Health-Beneficial Phenolic Aldehyde in Antigonon leptopus Tea.

Tea prepared from the aerial parts of Antigonon leptopus is used as a remedy for cold and pain relief in many countries. In this study, A. leptopus tea, prepared from the dried aerial parts, was evaluated for lipid peroxidation (LPO) and cyclooxygenase (COX-1 and COX-2) enzyme inhibitory activities. The tea as a dried extract inhibited LPO, COX-1 and COX-2 enzymes by 78%, 38% and 89%, respectively, at 100 μg/mL. Bioassay-guided fractionation of the extract yielded a selective COX-2 enzyme inhibitory phenolic aldehyde, 2,3,4-trihydroxy benzaldehyde. Also, it showed LPO inhibitory activity by 68.3% at 6.25 μg/mL. Therefore, we have studied other hydroxy benzaldehydes and their methoxy analogs for LPO, COX-1 and COX-2 enzymes inhibitory activities and found that compound 1 gave the highest COX-2 enzyme inhibitory activity as indicated by a 50% inhibitory concentration (IC(50)) at 9.7 μg/mL. The analogs showed only marginal LPO activity at 6.25 μg/mL. The hydroxy analogs 6, 7 and 9 showed 55%, 61% and 43% of COX-2 inhibition at 100 μg/mL. However, hydroxy benzaldehydes 3 and 12 showed selective COX-1 inhibition while compounds 4 and 10 gave little or no COX-2 enzyme inhibition at 100 μg/mL. At the same concentration, compounds 14, 21 and 22 inhibited COX-1 by 83, 85 and 70%, respectively. Similarly, compounds 18, 19 and 23 inhibited COX-2 by 68%, 72% and 70%, at 100 μg/mL. This is the first report on the isolation of compound 1 from A. leptopus tea with selective COX-2 enzyme and LPO inhibitory activities.

1. Introduction

The plant Antigonon leptopus is native to Mexico and commonly found in tropical Asia, Africa, the Caribbean and the Americas [1], and is one of the medicinal plants used in Jamaica. The hot tea prepared from the aerial portion of this plant is used traditionally for the prevention and treatment of cough and flu-related pain (2Mitchell and Ahmad, 2006 S. A. Mitchell and M. H. Ahmad, A review of medicinal plant research at the University of the West Indies, Jamaica, West Indian Medicinal Journal 55 [2] (2006), pages 243–253.). Studies have also shown that A. leptopus plant extracts exhibited anti-thrombin, analgesic, anti-inflammatory, anti-diabetic and lipid peroxidation inhibitory activities [2-5].

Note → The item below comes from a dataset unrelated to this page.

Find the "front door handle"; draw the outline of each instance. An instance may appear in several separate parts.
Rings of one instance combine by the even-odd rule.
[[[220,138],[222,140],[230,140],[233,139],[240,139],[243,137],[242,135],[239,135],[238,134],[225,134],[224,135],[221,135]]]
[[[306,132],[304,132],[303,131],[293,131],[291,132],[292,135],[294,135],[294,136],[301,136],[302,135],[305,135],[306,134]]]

Phenolic compounds are widely distributed secondary metabolites in the plant kingdom and play an important role in their physiological and morphological functions [6]. These compounds are diverse group of phytochemicals derived from the shikimate and phenylpropanoid pathways in plants. Phenolic compounds are known as strong antioxidants and might prevent antioxidative damage to biomolecules such as DNA, lipids and proteins [7]. A number of epidemiological studies have shown that phenolic compounds can reduce the risk of chronic disorders such as cardiovascular disease and cancer [8]. Also, the phenolic compounds are reported to inhibit several stages of carcinogenesis in vivo [9]. In addition, they possess significant anti-inflammatory activity as suggested by both in vitro and in vivo studies [10].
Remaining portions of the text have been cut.